Centralized TAF Configuration in 10g, Part 2

Posted by Jeremy ⋅ March 29, 2007 ⋅ 5 Comments

For the past month I’ve been intending to put together a post about DBMS_SERVICES and TAF – so I guess it’s about time to do it. I introduced the topic back in February in my discussion of 10g enhancements to client-side TAF configuration. As I pointed out then, there are two ways to configure TAF in 10g: client-side with TNSNAMES and server-side with DBMS_SERVICES.

The big advantage of centralized configuration is manageability. In 10g, even a TNSNAMES approach can be a little more centralized through the use of tools like DBCA and srvctl. (That’s what the other post was about.) But Oracle 10g introduced a completely new feature which pretty much rethinks the whole paradigm: as part of 10g’s expanded services framework you can now define TAF settings as an attribute of services instead of defining them in the TNSNAMES file.

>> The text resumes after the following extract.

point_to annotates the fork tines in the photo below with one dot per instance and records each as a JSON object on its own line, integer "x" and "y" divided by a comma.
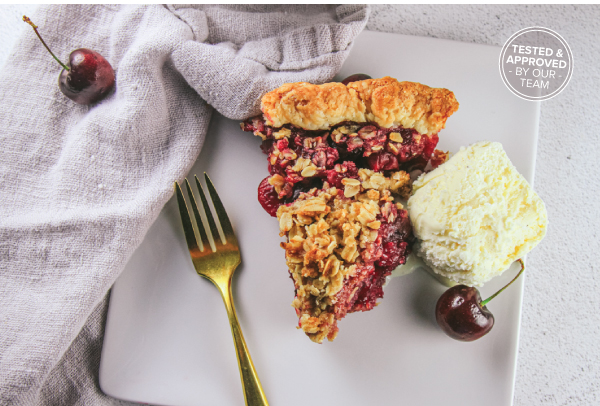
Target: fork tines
{"x": 188, "y": 225}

However there are limitations to this approach. Before diving into specifics it’s worth noting a few of them:

This requires a 10g client. Probably not a big deal for a lot of people… but for example one client I worked with in California had a legacy application that was built with an 8i client. Upgrading the client would be a whole different project that required it’s own round of testing.
The server-side settings override the client. “The house always wins.” So if you want to change the failover configuration for a client you have to use a different service to connect.
You cannot yet configure server-side PRECONNECT failover; Oracle 10g only supports BASIC failover as a service attribute. But it seems to me that most people are using the BASIC/SELECT failover combination; so most people should still be able to use server-side TAF.
Remember that TAF does not support transactions. All TAF limitations of course still apply whether the configuration is server-side or client-side. There are a few other things that it also doesn’t deal with well (for example the PL/SQL environment and session attributes are lost on failover) – but the lack of transactional support is the most significant limitation in my opinion. No DML failover. You’ll get reconnected but every SQL statement will return an error until you rollback.

TAF Settings

You will remember that there are four settings used to configure BASIC TAF. (There is a fifth for PRECONNECT but it’s not presently supported as a service attribute.) Let’s review them in the context of server-side configuration:

Parameter	Description
METHOD	Highest-level, most important failover-related setting – defines what mechanism Oracle will use for failover. In 10g it will determine your strategy for the service’s PREFERRED and AVAILABLE instances since different methods use these instances in different ways. In TNSNAMES the METHOD can be NONE, BASIC, or PRECONNECT; however as a service attribute it can only be NONE or BASIC. NONE: No failover for this service. BASIC: If a connection fails then the next statement will attempt to automatically reconnect.
TYPE	Whether or not to use extra client memory to track information including the sql plan hash, SCN and rows fetched for each active SELECT statement so that they can be resumed transparently during a failover. It seems to me that since the client memory required is trivial there’s isn’t much reason not to use statement failover. Can be NONE, SESSION, or SELECT. NONE: No failover for this service. SESSION: Only reconnect the session; do not resume select statements. SELECT: Use small amount of additional client memory to store state information necessary to resume non-transactional select statements during a failover. Transactions will still break and require a rollback.
RETRIES	When TAF is enabled and a connection is lost Oracle will immediately try to reconnect. If it cannot reconnect then it will try again. This setting controls the number of attempts to connect before a failure is reported to the client application.
DELAY	Pause between each reconnection attempt as described above. (In seconds.) RETRIES and DELAY will determine how long a client will hang if the database becomes entirely unavailable before returning an error. If you make these big then your app could hang for a long time with no error when the DB goes down.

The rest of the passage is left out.